Kossayda replaced Laramie’s original attorney, Michael C. Shklar of Newport, after Laramie accused Shklar of pressuring him to accept a plea deal. Shklar denied the allegation.

In a letter to The Sentinel in late November, Laramie wrote that he wanted to back out of the plea bargain he accepted while Shklar was representing him, but the court has denied his requests.

Arnold announced his decision to continue the sentencing hearing after lengthy discussions in his chambers with Kossayda and Assistant Cheshire County Attorney Kathleen G. O’Reilly. He said Laramie’s case raised “interesting issues.”

O’Reilly had asked Arnold to send Laramie to prison for four to 21 years, followed by a suspended prison sentence of seven to 14 years.

The suspended sentence would hang over Laramie’s head for 15 years after his release from prison. The sentence could be imposed if he was caught breaking the law during that time.

O’Reilly said in court that she would have asked for a lengthier prison sentence if Laramie were older.

“We have some very serious crimes here,” she said.

Kossayda argued during the hearing for six months to be shaved off the minimum end of the proposed prison sentence. He agreed to the remaining terms of the plea negotiation.

“He (Laramie) stands here pleading with you to have those six months of his life,” Kossayda told Arnold. “He’s owned up to (the crimes) by pleading guilty. He’s asking for some sort of leniency here.”

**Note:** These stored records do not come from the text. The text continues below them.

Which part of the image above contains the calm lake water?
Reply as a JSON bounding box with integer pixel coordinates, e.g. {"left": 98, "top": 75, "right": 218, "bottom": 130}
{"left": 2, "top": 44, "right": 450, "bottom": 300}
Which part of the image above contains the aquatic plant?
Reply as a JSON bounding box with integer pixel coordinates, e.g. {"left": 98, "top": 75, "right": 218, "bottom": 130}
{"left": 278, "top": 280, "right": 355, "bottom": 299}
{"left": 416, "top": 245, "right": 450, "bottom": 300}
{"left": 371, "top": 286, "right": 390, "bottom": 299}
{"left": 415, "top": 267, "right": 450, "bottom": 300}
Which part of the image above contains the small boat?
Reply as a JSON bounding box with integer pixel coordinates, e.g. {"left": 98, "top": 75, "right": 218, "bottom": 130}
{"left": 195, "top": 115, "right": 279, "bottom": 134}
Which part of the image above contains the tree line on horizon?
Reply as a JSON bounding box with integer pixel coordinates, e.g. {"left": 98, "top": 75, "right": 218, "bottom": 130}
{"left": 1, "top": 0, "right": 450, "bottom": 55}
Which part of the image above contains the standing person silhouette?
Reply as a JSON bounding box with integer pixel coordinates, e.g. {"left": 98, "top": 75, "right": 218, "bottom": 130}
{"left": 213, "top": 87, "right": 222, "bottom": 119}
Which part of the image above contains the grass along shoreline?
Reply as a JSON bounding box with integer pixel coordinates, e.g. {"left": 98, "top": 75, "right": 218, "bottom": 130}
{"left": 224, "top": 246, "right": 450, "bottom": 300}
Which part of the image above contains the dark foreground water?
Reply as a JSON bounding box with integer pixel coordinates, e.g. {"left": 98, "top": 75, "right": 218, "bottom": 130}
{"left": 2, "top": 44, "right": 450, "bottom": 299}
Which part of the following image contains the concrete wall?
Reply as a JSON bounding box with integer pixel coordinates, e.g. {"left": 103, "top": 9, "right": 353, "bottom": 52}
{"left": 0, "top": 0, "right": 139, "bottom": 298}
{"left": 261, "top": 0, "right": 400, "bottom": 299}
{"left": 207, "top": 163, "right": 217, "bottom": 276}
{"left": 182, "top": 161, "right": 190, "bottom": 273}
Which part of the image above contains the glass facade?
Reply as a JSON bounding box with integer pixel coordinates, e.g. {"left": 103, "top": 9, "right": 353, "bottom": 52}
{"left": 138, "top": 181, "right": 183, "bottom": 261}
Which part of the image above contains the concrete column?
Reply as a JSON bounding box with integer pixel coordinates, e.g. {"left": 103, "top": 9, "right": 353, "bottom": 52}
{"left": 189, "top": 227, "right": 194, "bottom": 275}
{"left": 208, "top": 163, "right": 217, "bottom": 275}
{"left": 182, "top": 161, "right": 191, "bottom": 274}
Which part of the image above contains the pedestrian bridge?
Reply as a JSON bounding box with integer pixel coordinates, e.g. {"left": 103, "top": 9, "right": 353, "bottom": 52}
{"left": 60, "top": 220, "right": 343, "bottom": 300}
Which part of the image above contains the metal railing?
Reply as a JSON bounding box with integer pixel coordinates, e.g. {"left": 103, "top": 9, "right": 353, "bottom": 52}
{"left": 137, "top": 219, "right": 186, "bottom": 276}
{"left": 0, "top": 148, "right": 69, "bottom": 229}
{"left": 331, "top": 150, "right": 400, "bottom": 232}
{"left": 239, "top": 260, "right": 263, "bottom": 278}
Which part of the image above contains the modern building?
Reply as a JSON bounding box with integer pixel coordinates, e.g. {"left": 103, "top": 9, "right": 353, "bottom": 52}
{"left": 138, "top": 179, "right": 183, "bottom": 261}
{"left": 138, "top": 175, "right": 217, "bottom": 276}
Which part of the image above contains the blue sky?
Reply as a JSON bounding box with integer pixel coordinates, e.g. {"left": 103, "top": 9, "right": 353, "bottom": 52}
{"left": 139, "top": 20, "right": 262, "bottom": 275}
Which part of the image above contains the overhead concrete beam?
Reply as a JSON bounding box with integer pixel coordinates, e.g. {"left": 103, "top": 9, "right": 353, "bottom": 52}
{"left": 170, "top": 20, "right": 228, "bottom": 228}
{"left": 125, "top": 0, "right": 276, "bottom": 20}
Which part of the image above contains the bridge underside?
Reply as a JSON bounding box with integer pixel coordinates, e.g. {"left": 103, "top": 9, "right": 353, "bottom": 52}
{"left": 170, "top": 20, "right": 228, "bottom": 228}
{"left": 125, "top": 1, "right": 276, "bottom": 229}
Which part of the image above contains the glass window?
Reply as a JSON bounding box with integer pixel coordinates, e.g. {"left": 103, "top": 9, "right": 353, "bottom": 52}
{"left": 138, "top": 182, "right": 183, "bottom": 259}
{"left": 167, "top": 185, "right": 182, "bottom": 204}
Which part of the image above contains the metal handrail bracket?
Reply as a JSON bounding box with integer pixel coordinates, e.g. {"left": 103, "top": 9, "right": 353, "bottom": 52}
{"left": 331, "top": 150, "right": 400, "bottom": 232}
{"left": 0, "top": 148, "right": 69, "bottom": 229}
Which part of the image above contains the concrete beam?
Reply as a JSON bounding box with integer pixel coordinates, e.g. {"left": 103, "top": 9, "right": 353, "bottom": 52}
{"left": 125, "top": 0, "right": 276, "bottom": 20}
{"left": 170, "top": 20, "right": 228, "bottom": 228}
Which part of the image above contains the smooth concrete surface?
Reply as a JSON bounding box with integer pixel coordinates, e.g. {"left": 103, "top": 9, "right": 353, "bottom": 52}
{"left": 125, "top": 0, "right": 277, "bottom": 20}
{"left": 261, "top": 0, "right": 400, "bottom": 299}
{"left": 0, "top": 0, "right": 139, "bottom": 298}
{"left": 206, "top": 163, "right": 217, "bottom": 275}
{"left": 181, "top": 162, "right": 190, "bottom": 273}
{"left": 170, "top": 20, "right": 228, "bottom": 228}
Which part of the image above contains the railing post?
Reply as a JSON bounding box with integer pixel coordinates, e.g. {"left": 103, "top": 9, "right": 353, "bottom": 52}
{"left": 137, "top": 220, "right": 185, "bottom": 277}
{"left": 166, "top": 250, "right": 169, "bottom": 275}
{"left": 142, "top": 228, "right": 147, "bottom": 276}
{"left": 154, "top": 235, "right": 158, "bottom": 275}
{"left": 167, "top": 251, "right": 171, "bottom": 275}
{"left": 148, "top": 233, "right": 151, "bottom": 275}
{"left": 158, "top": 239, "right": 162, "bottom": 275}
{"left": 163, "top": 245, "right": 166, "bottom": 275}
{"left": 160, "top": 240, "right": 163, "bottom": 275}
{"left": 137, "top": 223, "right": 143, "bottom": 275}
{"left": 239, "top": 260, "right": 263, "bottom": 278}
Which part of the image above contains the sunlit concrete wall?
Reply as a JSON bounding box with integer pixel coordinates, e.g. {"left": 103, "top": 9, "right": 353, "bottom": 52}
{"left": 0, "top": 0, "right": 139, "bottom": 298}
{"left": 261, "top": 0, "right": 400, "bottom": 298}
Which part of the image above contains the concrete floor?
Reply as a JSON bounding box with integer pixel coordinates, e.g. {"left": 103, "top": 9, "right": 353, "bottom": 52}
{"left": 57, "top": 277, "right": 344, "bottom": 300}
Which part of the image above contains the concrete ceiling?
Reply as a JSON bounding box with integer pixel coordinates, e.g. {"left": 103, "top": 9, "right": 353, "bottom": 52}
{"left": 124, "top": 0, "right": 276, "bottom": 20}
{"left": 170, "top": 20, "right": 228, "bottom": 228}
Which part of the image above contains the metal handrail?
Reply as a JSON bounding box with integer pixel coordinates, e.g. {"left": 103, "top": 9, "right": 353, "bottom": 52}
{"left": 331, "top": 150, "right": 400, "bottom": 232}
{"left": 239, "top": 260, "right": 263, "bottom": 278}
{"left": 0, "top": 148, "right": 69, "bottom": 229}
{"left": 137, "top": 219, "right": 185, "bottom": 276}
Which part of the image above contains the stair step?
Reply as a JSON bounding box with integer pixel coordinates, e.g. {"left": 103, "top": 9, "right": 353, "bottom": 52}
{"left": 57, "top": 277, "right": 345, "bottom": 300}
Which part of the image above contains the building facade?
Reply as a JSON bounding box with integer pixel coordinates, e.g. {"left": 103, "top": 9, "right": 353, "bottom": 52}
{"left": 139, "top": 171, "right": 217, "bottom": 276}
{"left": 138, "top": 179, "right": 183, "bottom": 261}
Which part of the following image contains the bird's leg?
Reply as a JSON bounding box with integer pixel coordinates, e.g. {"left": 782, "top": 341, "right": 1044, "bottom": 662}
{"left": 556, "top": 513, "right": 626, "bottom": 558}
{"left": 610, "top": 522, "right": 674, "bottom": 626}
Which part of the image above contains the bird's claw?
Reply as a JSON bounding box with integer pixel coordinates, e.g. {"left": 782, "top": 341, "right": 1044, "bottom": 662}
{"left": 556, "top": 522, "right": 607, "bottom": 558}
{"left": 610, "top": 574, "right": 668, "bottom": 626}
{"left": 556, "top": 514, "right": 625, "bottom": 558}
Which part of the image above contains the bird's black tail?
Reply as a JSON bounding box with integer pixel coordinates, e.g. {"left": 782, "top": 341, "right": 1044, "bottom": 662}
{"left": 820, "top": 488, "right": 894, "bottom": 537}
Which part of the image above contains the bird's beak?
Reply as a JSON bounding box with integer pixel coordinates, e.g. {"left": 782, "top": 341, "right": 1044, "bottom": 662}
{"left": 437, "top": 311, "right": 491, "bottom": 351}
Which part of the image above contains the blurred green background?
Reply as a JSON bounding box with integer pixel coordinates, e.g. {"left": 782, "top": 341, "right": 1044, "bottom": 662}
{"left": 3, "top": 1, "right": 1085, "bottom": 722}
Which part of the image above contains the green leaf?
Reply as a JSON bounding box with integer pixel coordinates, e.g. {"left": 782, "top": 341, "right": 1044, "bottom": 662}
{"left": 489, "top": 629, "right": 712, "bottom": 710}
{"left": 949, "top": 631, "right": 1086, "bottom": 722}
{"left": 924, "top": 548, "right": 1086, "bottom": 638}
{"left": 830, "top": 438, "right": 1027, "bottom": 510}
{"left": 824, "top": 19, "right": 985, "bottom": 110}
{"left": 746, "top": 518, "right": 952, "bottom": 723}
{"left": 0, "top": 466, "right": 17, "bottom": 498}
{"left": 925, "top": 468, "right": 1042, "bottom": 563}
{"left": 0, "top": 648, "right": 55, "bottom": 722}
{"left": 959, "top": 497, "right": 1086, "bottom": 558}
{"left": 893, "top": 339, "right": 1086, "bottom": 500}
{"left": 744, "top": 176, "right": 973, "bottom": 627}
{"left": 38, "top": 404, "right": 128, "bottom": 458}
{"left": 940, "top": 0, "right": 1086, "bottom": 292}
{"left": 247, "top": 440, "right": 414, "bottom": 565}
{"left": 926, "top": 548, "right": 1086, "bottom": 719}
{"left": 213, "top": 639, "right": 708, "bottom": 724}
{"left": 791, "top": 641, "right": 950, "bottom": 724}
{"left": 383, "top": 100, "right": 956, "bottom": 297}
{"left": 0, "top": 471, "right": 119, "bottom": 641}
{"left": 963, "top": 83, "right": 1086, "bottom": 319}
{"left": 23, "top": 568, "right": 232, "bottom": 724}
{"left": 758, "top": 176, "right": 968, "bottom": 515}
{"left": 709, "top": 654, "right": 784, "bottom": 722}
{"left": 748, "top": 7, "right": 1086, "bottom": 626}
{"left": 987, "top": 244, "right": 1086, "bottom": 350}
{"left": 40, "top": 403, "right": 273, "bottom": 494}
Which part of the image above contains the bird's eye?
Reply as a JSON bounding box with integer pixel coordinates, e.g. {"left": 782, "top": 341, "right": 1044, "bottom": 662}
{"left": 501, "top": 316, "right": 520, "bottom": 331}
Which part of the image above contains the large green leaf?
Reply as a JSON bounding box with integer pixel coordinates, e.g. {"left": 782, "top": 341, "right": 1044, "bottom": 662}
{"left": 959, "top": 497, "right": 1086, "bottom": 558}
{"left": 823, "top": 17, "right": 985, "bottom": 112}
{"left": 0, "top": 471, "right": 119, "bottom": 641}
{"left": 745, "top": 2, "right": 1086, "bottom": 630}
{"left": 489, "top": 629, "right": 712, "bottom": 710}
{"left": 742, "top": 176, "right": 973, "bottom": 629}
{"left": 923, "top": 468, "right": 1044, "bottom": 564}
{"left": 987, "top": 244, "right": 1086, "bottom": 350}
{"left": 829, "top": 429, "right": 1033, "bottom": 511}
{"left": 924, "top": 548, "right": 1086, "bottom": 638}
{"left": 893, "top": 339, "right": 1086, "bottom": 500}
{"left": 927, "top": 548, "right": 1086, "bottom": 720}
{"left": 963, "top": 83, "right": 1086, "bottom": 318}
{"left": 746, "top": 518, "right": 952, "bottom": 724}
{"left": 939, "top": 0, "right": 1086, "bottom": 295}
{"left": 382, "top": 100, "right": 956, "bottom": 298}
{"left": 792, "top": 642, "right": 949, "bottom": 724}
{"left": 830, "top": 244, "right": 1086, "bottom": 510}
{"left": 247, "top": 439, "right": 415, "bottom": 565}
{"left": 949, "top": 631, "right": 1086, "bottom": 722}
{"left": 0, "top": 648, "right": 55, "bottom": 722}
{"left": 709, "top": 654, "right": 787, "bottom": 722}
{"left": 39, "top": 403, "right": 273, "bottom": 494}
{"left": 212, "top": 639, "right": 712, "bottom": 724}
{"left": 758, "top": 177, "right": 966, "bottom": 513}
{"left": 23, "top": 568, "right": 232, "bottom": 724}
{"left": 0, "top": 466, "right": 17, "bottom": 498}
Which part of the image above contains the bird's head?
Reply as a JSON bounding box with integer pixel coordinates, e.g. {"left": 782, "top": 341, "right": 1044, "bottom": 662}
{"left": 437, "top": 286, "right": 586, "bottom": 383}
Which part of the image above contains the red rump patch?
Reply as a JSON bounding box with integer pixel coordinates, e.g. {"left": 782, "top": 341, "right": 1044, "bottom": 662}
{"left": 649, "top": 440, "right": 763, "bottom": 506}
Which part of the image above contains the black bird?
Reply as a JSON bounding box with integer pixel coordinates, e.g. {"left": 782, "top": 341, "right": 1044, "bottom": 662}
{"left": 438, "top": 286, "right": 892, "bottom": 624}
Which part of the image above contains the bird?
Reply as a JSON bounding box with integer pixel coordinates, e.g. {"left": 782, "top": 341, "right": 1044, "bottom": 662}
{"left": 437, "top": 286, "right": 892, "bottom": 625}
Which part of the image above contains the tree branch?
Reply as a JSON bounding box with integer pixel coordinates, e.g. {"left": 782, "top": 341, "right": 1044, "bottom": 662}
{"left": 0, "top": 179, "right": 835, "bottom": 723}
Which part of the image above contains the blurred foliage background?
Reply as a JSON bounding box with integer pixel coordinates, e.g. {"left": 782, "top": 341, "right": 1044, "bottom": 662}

Saying that he was not offering excuses or justification for the crimes, but only some sort of explanation, Kossayda told Arnold about Laramie’s tumultuous childhood:

Laramie and his five siblings were raised in hotel rooms and homeless shelters as their mother struggled to make ends meet. When he was 7, Laramie was sexually assaulted. He was also physically abused.

That Laramie has a juvenile criminal record, which O’Reilly mentioned in court, is no surprise, given his upbringing, Kossayda said.

The string of crimes that led Laramie to the courtroom Thursday began soon after he was introduced to heroin on his 18th birthday in September 2008, Kossayda said.

Soon, Laramie had trouble staying employed and needed money to feed his addiction, he said.

Three months after he tried heroin, Laramie and three accomplices called in a bomb threat to Keene State College to create a diversion so they could rob the Connecticut River Bank, according to O’Reilly.

After making the bomb threat, the foursome approached the bank, some of them carrying weapons and masks, but abandoned the plan when a police cruiser rolled by them.

Later that day, Laramie entered the Beaver Street Market wearing a mask. He displayed a gun and demanded all the money in the store’s cash register. But the clerk didn’t take Laramie seriously — he thought the gun was a fake.

“Then I just played dumb, acted like I couldn’t open the register,” the clerk said in an interview after the incident.

“Finally he just got frustrated and left the store.”

Four police detectives who played a role in the investigation that led to Laramie’s arrest, or who were interested in the case, attended the hearing, as did Laramie’s father, stepmother and girlfriend.

Laramie glanced back toward his supporters before a bailiff led him from the courtroom. Arnold warned him to stay out of trouble in jail as he left.

“The issue now is: What’s the appropriate sentence?” Kossayda said after the hearing. “I’m going to figure out why we’re here and hopefully provide the court with enough information to make an appropriate sentence.”